【ギモン解消!!ワクチン接種Q&A】「ブースター接種」の意義と安全性

気になる副反応とワクチンの組み合わせは?

 「ブースター接種」といわれるワクチンの追加接種を決める国が相次いでいる。日本も来年の3回目接種を検討するが、副反応やワクチンの組み合わせなども気になるところだ。独ベルンハルト・ノホト熱帯医学研究所研究員で医師の村中璃子氏に聞いた。

 --ブースター接種とは

 「ワクチンの基本は“初期化+ブースト”の2回接種です。1回目の接種では標的とすべき新型コロナウイルスを免疫系に教え(初期化)、2回目の接種でその標的を攻撃する抗体を大量に作るよう指令を出します(ブースト)。2回接種しても抗体の付き方が不十分な場合、時間と共に減っていく場合には、さらにもう1回ブースター接種することもあります」

 --繰り返し接種することで副反応が強まる可能性は

 「1回目の接種よりも2回目の接種で副反応が強いことから、3回目の接種における副反応を懸念する声はあったものの、イスラエルで3回目の接種を受けた4500人を対象としたアンケートでは、発熱や関節痛などの副反応は2回目接種時と同程度との報告が発表されています。

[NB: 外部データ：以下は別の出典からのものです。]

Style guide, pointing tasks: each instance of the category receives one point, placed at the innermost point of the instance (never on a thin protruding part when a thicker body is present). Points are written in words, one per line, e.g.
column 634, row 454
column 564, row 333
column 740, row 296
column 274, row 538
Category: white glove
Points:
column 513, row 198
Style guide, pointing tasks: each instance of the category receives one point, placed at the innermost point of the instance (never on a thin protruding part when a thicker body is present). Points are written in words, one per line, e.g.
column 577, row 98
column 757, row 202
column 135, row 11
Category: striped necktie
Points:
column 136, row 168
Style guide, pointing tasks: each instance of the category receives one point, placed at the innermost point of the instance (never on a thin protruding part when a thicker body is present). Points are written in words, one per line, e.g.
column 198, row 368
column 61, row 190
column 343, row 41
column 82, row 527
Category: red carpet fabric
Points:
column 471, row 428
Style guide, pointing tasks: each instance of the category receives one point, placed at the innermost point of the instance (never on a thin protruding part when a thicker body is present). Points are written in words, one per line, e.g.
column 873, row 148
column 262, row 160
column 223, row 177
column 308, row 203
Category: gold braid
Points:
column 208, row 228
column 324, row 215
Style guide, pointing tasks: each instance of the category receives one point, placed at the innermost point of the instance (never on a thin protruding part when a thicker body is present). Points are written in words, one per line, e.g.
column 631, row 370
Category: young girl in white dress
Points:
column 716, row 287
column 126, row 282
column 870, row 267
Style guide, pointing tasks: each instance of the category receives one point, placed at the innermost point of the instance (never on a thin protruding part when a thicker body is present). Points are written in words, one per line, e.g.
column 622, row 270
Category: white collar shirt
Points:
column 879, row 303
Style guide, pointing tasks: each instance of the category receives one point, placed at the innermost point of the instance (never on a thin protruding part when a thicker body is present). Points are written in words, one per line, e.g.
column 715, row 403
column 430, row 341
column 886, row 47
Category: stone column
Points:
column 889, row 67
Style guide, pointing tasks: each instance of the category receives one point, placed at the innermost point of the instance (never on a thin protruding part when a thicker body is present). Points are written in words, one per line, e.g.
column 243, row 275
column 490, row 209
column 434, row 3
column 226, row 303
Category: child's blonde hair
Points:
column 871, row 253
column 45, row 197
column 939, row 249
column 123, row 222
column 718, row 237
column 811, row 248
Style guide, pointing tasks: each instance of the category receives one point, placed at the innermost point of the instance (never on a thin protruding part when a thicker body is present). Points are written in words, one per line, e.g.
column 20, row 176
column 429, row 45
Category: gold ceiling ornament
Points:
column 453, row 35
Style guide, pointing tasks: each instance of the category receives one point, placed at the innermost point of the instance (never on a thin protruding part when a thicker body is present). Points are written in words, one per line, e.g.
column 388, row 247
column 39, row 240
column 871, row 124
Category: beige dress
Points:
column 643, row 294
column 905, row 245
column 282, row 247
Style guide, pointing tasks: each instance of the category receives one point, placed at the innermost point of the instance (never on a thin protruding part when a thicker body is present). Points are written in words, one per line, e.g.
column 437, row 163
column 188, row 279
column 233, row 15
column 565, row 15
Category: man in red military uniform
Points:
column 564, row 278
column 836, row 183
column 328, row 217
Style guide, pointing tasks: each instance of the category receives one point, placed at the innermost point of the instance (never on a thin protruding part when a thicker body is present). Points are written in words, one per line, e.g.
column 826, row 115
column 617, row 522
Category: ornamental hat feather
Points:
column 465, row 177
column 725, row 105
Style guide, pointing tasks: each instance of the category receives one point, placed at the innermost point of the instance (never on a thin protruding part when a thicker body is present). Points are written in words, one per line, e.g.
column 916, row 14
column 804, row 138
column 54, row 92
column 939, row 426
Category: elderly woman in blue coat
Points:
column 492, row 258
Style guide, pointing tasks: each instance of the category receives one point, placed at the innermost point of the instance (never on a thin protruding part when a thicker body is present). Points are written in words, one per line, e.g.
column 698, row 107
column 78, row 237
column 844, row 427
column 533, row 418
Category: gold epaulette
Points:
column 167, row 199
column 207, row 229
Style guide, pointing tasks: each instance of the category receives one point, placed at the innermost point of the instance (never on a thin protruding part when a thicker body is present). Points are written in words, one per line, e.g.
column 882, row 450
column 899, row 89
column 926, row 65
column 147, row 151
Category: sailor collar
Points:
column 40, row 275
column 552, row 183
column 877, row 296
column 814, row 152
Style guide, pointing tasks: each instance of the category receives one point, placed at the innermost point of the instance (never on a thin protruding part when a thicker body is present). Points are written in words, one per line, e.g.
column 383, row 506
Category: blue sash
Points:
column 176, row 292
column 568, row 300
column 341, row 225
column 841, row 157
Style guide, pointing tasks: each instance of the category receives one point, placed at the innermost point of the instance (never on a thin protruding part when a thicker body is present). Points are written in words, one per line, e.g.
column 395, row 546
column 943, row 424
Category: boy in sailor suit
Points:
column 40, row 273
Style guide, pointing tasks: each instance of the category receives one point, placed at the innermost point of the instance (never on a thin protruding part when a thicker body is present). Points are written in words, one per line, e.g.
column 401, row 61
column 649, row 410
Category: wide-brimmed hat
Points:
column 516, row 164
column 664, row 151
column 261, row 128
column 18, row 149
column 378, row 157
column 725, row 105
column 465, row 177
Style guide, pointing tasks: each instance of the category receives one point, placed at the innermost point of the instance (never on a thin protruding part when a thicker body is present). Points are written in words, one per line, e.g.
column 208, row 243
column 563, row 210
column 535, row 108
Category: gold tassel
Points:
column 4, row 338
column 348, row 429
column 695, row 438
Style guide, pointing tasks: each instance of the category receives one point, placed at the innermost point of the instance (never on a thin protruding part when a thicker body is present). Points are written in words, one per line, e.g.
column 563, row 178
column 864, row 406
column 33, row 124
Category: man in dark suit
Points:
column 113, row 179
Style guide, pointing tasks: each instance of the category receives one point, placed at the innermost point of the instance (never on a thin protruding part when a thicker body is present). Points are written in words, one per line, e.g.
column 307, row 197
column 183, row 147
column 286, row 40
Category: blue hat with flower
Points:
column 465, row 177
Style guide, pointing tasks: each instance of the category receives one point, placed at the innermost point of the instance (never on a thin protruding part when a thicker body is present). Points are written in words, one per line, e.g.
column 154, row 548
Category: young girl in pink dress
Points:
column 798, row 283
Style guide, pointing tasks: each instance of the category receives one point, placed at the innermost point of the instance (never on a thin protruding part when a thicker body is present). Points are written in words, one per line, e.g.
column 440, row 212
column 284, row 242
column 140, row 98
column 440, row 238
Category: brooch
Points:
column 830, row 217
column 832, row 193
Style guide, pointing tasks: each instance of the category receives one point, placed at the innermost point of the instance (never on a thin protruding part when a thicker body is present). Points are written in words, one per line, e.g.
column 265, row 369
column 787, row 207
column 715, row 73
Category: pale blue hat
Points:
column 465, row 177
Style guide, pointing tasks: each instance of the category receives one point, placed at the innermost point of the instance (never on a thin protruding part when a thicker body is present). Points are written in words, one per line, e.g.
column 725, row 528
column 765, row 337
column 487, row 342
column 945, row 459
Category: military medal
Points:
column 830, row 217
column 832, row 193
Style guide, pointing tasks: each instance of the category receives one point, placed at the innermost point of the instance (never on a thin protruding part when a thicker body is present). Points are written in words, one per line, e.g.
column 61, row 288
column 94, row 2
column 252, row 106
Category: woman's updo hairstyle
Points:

一方、アナフィラキシーや心膜炎・心筋炎など、まれだが重い副反応の頻度、長期的な副反応などについてはまだ分かっておらず、注意深く見ていく必要があります」

 --異なる種類のワクチンによるブースター接種も

 「2回目接種で多いアストラゼネカ製のワクチンの血栓の副反応を回避するため、1回目にアストラゼネカ製を接種した人のブースター(2回目)接種は、ファイザー製やモデルナ製のmRNAワクチンで行うとしている国もあります。1回の接種で済むが有効率が劣るジョンソン&ジョンソン製を接種した人や、特にデルタ株に対する効果の低い中国製ワクチンを接種した人の2回目、3回目接種にmRNAワクチンの使用を認めた国も多くあります」 

■村中璃子(むらなか・りこ) 医師、ジャーナリスト。京都大学医学研究科非常勤講師、ベルンハルト・ノホト熱帯医学研究所研究員。世界保健機関(WHO)西太平洋地域事務局で鳥インフルエンザ、新型インフルエンザ対策に携わった。科学誌「ネイチャー」ほか主催のジョン・マドックス賞受賞。近著に『新型コロナから見えた日本の弱点 国防としての感染症』(光文社新書)。